Model A: The Dual Role.
This is the path Dr. Mumba appears to be on. The cleric tries to maintain both ministries—the pastoral and the political. The result, almost invariably, is a conflict of interest. The pulpit becomes a campaign platform. The congregation becomes a political constituency. Sermons begin to sound like manifestos. And the line between the Kingdom of God and the kingdom of this world blurs until it disappears entirely.
Model B: The Total Shift.
This is the rarer but arguably more honest path. Leaders who left ministry entirely, understood that politics is a jealous god. It demands total loyalty. If you enter it, you must lay down the pastoral robe and pick up the political shield. You stop preaching on Sundays and start campaigning on Saturdays. You stop being a spiritual father and become a political leader. There is a painful clarity in this model—a recognition that you cannot serve two masters..
My considered view aligns with this latter model. Clergy who enter politics should consider stopping all pulpit activities and concentrating on one thing. Not because they are less spiritual, but because they are more honest. Politics is not a side hustle. It is a full-time immersion into the mud. And the congregation deserves a shepherd who is not also a partisan warrior.

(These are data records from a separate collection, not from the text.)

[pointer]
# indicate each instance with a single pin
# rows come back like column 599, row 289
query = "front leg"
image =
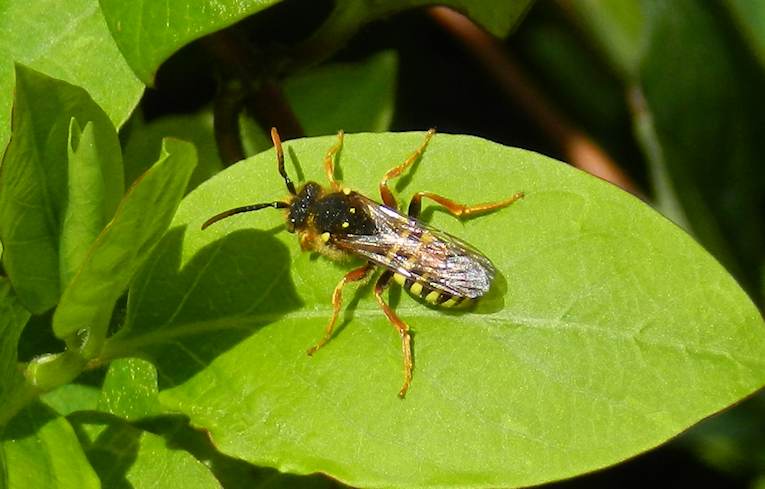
column 456, row 209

The Forgetfulness of the Rainmaker
The real tragedy in the Walila Mvula proverb is not the mud itself. The tragedy is the forgetfulness.
The cleric forgets that they prayed for the rain. They stand in the mud, looking surprised, perhaps even offended, that their robes are stained. They wonder why the world is attacking them, why their integrity is being questioned, why their past is being excavated. But the Chewa elders would simply shake their heads and say: “Munalila mvula? Tsopano mulila matope?” (You cried for rain? Now you are crying about the mud?)
The rain of political power, influence, and office is a heavy downpour. It comes with floods of criticism, storms of controversy, and rivers of reputation damage. You cannot pray for the one and complain about the other.
The Hard Question
So, we are left with a difficult question for Dr. Mumba and every cleric who harbours political ambitions:
Are you using politics to serve your ministry, or using your ministry to serve your politics?
If the answer is the former, then the church is a tool, and the Gospel is a means to a political end. If the answer is the latter, then perhaps the honest path is to lay down the pulpit entirely and serve the nation as a citizen, not as a shepherd.
The congregation watches. The nation watches. And in the watching, there is a quiet lamentation: “How has the gold become dim!”
A Final Word to the Cleric
To the man of God who reads this and feels the pull of politics, hear this counsel:
The world does not need another politician who used to be a pastor. The world needs more pastors who are willing to remain pastors. The prophetic voice is valuable precisely because it is outside the system. Once you are inside, your voice blends into the noise.
The Chewa saying is not a warning against rain. It is a warning against naivety. If you must enter politics, enter with your eyes wide open. Know that the mud will come. Know that your reputation will be attacked. Know that your ministry will suffer. And if you are willing to pay that price, then go—but go completely. Leave the pulpit behind. Let someone else preach. You are now a soldier in a different army.
But if you are not willing to pay that price—if you still want to be seen as the gold, the voice, the prophet—then stay out of the mud. Stay on the high ground. Let your distance be your power.
Because once you step into the rain, you must also step into the mud.
And there is no amount of theology that can wash it off.
Walila mvula, walila matope.
(He who cries for rain must also cry for mud.)
The author is a Zambian minister of the Gospel who believes that the Church’s prophetic voice is best preserved when it stands apart from partisan politics. This article is offered as a pastoral counsel to fellow clergy navigating the temptations of political power.